Microsoft’s various efforts in storage all map to what Bob Muglia, senior vice president of the Redmond, Wash., company’s Windows Server Division, refers to as “universal distributed storage,” defined as a long-term commitment by Microsoft to drive down customers’ storage costs.

The core strategy entails bringing traditionally high-end capabilities directly into the Windows platform and encouraging new products and services from storage and hardware partners.

Windows Storage Server 2003 R2 OEM products set to be available as of the week of April 3 include the Dell PowerEdge 830—soon to be followed by Dell’s PowerEdge 2900—and the entry-level Hewlett-Packard ProLiant ML310 Storage Server and ProLiant DL100 G2 Storage Server, as well as the midlevel ProLiant DL380 G4 Storage Server and high-end ProLiant DL585 Storage Server.

Read more here about Microsoft’s storage offerings for SMBs.

In addition, other OEM products include LeftHand Networks’ SAN Filer 150, an undisclosed server from IBM and Tacit Networks’ Ishared solution with WAFS (wide-area file services), branch office IT services and WAN optimization.

Next Page: Over 50 vendors plan to support the new storage server.

Brocade Communication Systems, Fujitsu Siemens Computers and Iomega are among more than 50 software vendors, hardware manufacturers and solutions providers lining up to commit to building on or supporting Windows Storage Server 2003 R2.

Available for both 32- and 64-bit versions, Windows Storage Server 2003 R2’s new features include single-instant storage to enable simplified document finding with text-based file search and built-in collaboration tools within the NAS (network-attached storage) operating system by providing integration with Microsoft SharePoint Services, according to Claude Lorensen, Microsoft group product manager for storage.

Helping to push iSCSI adoption as a cheaper alternative to Fibre Channel among Windows customers, Microsoft is announcing support for a software-based SAN boot of Windows using Microsoft’s iSCSI Software Initiator, and partnerships with several server OEMs and network hardware vendors to deliver the technology.

These partners include Alacritech, Broadcom, EmBoot, IBM, Intel, Fujitsu Siemens Computers and Neterion.

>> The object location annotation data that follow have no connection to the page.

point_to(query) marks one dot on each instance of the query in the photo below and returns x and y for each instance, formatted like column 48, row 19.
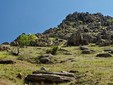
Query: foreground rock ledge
column 7, row 62
column 50, row 77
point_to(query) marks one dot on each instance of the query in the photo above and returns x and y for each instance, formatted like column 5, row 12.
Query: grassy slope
column 94, row 70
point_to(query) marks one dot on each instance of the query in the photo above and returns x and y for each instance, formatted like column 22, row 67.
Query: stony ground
column 89, row 69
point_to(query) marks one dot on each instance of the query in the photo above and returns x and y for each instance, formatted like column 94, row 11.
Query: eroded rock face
column 50, row 77
column 7, row 62
column 45, row 59
column 103, row 55
column 4, row 48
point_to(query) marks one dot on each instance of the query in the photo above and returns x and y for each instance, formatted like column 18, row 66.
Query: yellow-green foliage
column 94, row 70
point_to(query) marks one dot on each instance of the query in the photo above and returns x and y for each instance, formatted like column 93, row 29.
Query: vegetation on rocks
column 82, row 45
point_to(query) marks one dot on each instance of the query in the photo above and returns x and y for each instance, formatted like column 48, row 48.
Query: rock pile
column 50, row 77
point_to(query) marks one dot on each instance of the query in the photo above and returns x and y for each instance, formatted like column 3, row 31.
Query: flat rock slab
column 50, row 77
column 104, row 55
column 7, row 62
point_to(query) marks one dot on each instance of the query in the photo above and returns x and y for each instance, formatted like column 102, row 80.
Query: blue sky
column 35, row 16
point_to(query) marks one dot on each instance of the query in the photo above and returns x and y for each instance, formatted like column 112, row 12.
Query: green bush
column 53, row 50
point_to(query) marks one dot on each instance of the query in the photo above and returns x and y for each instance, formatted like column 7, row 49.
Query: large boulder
column 84, row 48
column 103, row 55
column 86, row 52
column 50, row 77
column 45, row 59
column 7, row 62
column 4, row 48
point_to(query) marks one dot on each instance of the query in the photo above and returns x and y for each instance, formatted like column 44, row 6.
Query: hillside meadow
column 89, row 69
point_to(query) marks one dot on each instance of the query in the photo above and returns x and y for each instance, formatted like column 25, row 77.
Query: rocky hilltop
column 78, row 29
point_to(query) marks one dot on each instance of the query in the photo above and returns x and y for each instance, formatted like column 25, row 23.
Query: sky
column 36, row 16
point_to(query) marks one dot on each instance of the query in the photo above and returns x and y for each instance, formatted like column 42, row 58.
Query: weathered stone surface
column 4, row 48
column 45, row 59
column 103, row 55
column 84, row 48
column 86, row 52
column 50, row 77
column 7, row 62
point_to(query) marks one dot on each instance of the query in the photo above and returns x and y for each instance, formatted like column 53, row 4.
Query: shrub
column 53, row 50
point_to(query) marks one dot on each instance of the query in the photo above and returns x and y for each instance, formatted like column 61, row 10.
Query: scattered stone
column 67, row 53
column 50, row 77
column 4, row 48
column 7, row 62
column 73, row 71
column 68, row 60
column 45, row 59
column 86, row 52
column 84, row 48
column 104, row 55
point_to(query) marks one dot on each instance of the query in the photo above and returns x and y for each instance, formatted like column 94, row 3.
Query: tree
column 23, row 40
column 32, row 38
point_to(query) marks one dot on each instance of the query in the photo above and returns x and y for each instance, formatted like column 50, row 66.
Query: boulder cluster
column 77, row 29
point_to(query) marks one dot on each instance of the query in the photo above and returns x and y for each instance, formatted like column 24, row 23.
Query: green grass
column 96, row 70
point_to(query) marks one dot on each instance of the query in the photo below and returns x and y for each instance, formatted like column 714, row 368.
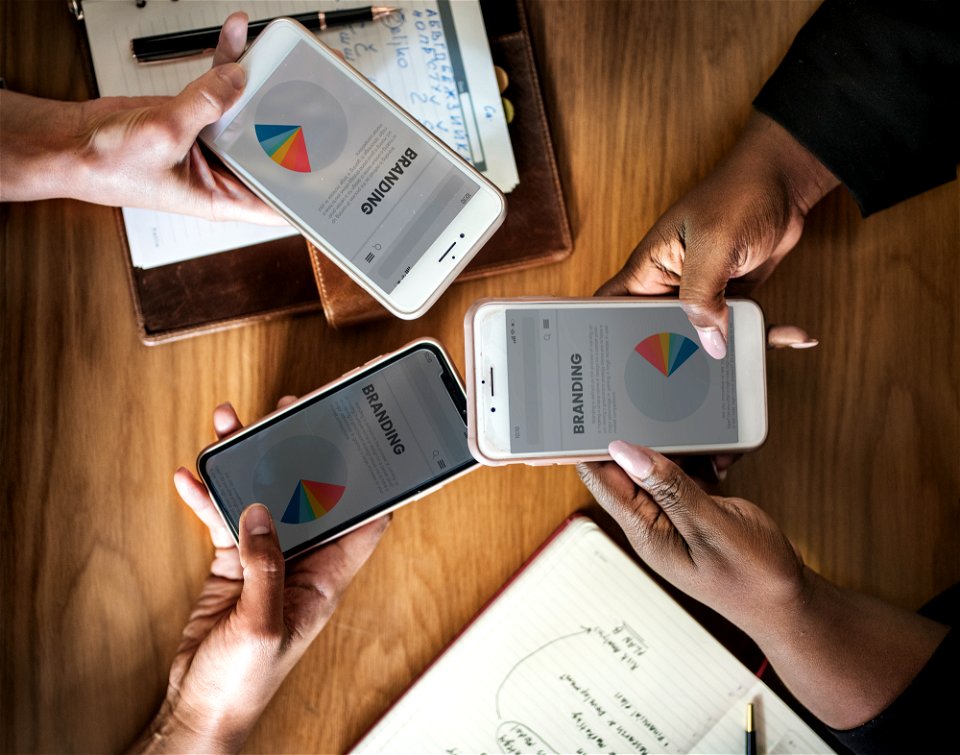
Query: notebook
column 583, row 652
column 188, row 276
column 392, row 56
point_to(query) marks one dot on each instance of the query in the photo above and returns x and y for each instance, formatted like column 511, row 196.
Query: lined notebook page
column 584, row 652
column 434, row 61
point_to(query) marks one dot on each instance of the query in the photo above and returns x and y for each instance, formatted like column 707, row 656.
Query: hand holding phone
column 217, row 687
column 557, row 380
column 381, row 436
column 387, row 201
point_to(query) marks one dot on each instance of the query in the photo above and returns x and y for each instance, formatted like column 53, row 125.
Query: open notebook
column 434, row 60
column 582, row 651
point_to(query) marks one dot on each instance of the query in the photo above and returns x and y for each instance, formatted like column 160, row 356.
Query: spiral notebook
column 583, row 652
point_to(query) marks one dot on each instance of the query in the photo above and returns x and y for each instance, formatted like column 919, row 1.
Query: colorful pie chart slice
column 284, row 145
column 666, row 352
column 311, row 500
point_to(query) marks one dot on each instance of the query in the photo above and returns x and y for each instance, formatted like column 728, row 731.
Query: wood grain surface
column 101, row 562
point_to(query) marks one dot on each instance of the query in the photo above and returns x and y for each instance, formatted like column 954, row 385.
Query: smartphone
column 556, row 380
column 387, row 201
column 381, row 436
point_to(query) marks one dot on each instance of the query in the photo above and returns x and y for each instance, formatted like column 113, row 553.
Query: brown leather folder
column 536, row 230
column 282, row 277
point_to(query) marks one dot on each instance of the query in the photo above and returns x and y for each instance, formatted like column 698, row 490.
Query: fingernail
column 257, row 520
column 633, row 459
column 719, row 474
column 713, row 343
column 233, row 73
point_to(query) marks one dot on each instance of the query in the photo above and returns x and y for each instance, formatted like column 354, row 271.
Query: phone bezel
column 448, row 377
column 490, row 432
column 436, row 269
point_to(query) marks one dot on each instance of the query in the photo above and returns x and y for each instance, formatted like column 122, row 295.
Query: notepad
column 583, row 652
column 433, row 59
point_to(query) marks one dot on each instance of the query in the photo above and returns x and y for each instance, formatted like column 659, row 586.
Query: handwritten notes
column 432, row 58
column 584, row 653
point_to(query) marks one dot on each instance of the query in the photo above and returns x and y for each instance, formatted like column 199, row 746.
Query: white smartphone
column 556, row 380
column 387, row 201
column 381, row 436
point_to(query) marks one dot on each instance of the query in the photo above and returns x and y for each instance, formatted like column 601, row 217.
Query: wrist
column 773, row 620
column 40, row 141
column 806, row 178
column 178, row 727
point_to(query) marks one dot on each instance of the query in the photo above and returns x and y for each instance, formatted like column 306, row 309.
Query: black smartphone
column 380, row 436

A host of others have signed on as well to offer the technology within their products.

Currently beta testing the software, Dickinson Wright’s Hunt said Microsoft has scored a bull’s-eye with its tool by allowing his organization to deploy bootable volumes on remote IBM BladeCenter blade servers in less than 10 minutes.

“Using blade servers and iSCSI SANs has allowed us to build cost-effective disaster recovery capabilities while at the same time benefiting from the environment on a daily basis,” Hunt said.

Going forward with its storage plans, upon the release of Vista, Microsoft will enable customers to visualize all devices on a SAN attached to Windows through a new tool called Storage Explorer.

The tool features monitoring capabilities between servers and devices and can launch storage management for SANs, as well as storage provisioning to enable LUN (logical unit number) creation and expose LUNs to different servers.

For the post-Vista time frame, Lorensen said Microsoft’s storage division is examining integrating content-addressed storage with Microsoft Office to enhance data classification and archiving capabilities.